Ma continuo e scopo di ritmo, con la medesima durezza, “Ti è restato ancora duro…” ed io non rispondo ma la pompo, riprendo il ritmo del motore assatanato mentre lei accenna ad un brivido d’orgasmo a cui fa seguire un “Basta, tesoro, ti prego, basta, basta, basta…”.

E perché basta? Perché mi hai già fatta venire da impazzire, tesoro, vieni qui, abbracciami e io eseguo con ‘sta ceppa bizzarra che mi guarda con un occhio solo e mi dice “mbeh?” e ci facciamo le coccoline deliziose e poi, alla volta delle tre e ventidue vengo richiamato alla veglia, poiché domani è il compleanno di Davide, nipotino prodigio di un’intelligenza astrale e bellezza inumana al pari di qualsiasi bambino di tre anni per la nonna e allora via, nella notte, verso Margheritopoli, da dove la prelevai ieri sera, via nella nottr accompagnato da un racconto lento sulle gesta miracolose di quel nano che, domani, sarà il celebratissimo protagonista di un pranzone emiliano/lombardo in suo onore.

Buonanotte madame, buonanotte monsieur.
Ritorno calmo alla tana, rollandomi una canna bandita in sua presenza e medito lungo le mie aspettative e a com’è usuale il mio piegarle alla realtà, anche quando questa sarebbe assai bella se fosse, ma in realtà non è.
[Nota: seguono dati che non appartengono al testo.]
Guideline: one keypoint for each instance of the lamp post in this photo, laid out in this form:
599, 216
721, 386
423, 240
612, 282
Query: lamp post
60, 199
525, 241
Padrona, feticista, sensuale ed ageè, intelligente, dagli appetiti sopiti poiché mai soddisfatti, ma che delizia taziocerebrale, ma poi siam sicuri?
Perché mi sa che sto per prendere l’ennesima inculata sonora da una bella e colta signora che di farmi da padrona (ad eccezione degli aspetti noiosi e fastidiosi del concetto) non ci sente nemmeno, ma nemmanco mai in vita sua ci si è dedicata, o soffermata per errore, perché a lei piace alla missionaria, che c’ha “l’anca” (penso a me che ne ho due, che eroe) e mi concede le sue estremità inferiori giusto perché la scarsa confidenza non le consente ancora di ritrarle a scatto con una seccata frase di noia, che a suo tempo arriverà e che buona st’erbetta nella notte frescazza e bisogna agire di sorpresa, prima di essere sorpresi, che di ‘sti tempi non se ne sente un gran di bisogno.

Ma tanto domani è sabato, il sabato taziale.
Va recuperato, con o senza padrona.
Anzi, senza vien anche meglio, secondo muà.